I just had one, and it's maybe a request as much as it is a question. With the moving parts on the commodity mix, it looks like some oil that you thought might come online in 2Q has been deferred. It's adding a lot of complexity on understanding the different SKU changes we could expect with your production. So you said directionally, natural gas will become a bigger part of total production. Can you maybe give a little more detail on that? And do you think that's something you should be including in guidance going forward to sort of help the analyst community?
I acknowledge that modeling our company can be challenging due to our variable commodity mix and our dynamic growth. However, we expect to see growth in the third quarter, with even more in the fourth quarter compared to Q3. We are seeing our volumes ramp up as the year progresses. Up to the end of Q2, we had only turned in two oil wells, one of which was constrained. Moving forward from the end of Q2, we have turned in two more oil wells and removed the constraint from the third well.

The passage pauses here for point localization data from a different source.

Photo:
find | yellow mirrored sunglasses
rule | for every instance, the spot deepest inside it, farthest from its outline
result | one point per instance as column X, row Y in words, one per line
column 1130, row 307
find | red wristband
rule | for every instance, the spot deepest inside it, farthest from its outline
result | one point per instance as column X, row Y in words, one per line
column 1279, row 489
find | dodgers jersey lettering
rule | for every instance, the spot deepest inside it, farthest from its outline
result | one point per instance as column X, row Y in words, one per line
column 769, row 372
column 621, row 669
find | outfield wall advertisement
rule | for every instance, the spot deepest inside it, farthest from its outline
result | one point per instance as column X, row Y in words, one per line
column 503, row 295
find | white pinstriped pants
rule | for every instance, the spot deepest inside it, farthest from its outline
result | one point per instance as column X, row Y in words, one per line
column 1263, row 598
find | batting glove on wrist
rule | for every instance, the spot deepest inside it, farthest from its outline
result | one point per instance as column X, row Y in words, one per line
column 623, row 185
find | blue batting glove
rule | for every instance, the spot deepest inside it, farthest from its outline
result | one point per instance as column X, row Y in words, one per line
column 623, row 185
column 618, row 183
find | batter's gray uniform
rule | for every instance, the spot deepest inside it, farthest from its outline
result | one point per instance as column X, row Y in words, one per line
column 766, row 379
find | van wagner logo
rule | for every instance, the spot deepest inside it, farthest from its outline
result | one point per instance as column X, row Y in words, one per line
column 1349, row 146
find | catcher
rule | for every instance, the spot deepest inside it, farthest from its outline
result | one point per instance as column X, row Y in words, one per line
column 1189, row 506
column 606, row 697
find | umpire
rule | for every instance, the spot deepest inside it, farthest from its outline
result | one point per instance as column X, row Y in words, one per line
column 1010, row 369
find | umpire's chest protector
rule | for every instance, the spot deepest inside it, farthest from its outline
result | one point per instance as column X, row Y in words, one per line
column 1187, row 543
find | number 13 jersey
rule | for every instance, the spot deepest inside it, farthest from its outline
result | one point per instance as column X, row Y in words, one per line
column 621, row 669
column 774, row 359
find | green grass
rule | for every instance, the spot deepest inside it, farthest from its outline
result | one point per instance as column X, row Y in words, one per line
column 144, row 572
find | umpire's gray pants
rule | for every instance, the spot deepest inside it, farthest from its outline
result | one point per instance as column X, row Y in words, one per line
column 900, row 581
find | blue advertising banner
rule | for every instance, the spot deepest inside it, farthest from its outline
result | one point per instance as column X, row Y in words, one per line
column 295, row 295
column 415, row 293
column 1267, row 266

This quarter, we plan to turn in four additional oil wells and anticipate three more in Q4. We are executing well on our cycle time and optimizing these projects, and as midstream issues have been resolved, you can expect more predictability regarding when we will begin drilling wells, with online production following about seven months later. On the gas side, by the end of Q2, we had turned in five wells, and in August, we turned in four more, with three additional wells targeted for activation before the year ends.
Okay. So as we look to kind of the end of the year, we should assume natural gas may be somewhere between 65% and 70%. Does that seem reasonable? Are you not ready to commit to that?
I don't think at this point, we're giving that breakdown, but at this stage, Tim.
Okay. Okay. That's fine. That's fine. I think the market seems to be viewing this as a one-off and not material impact to delay. So I think that's a good thing.
Our next question comes from Scott Hanold from RBC Capital Markets.
Just one follow-up. Those curtailed wells that you all brought online a quarter or so ago, based on the state data, I mean, the production looks fairly strong and good. And I think it'd be good to hear your comments on what you're seeing there. It seems like at least through the first 60-plus days that we could see production is actually holding pretty steady at a much higher rate than we would have anticipated. So any color and commentary on that and how that changes your view or your thoughts on your next gas completions as well?
Well, I appreciate the compliment there on our well performance. And we won't get into specifics on how wells are performing. But what I will say is that we've been very happy with our recent gas development. I think it's reaffirming and going to demonstrate to everybody else that we think we've got the right technical approach between how we drill the wells, complete them, space them, et cetera, for that area so that you'll be able to see continuous, repeatable, predictable gas results there.
We have no further questions in queue. I'd like to turn the call back to Zack Arnold for closing remarks.
All right. Well, once again, thank you all for your time this morning. I appreciate the detailed follow-up questions, and we look forward to continuing to explore this company together. So thank you.
This concludes today's conference call. Thank you for your participation. You may now disconnect.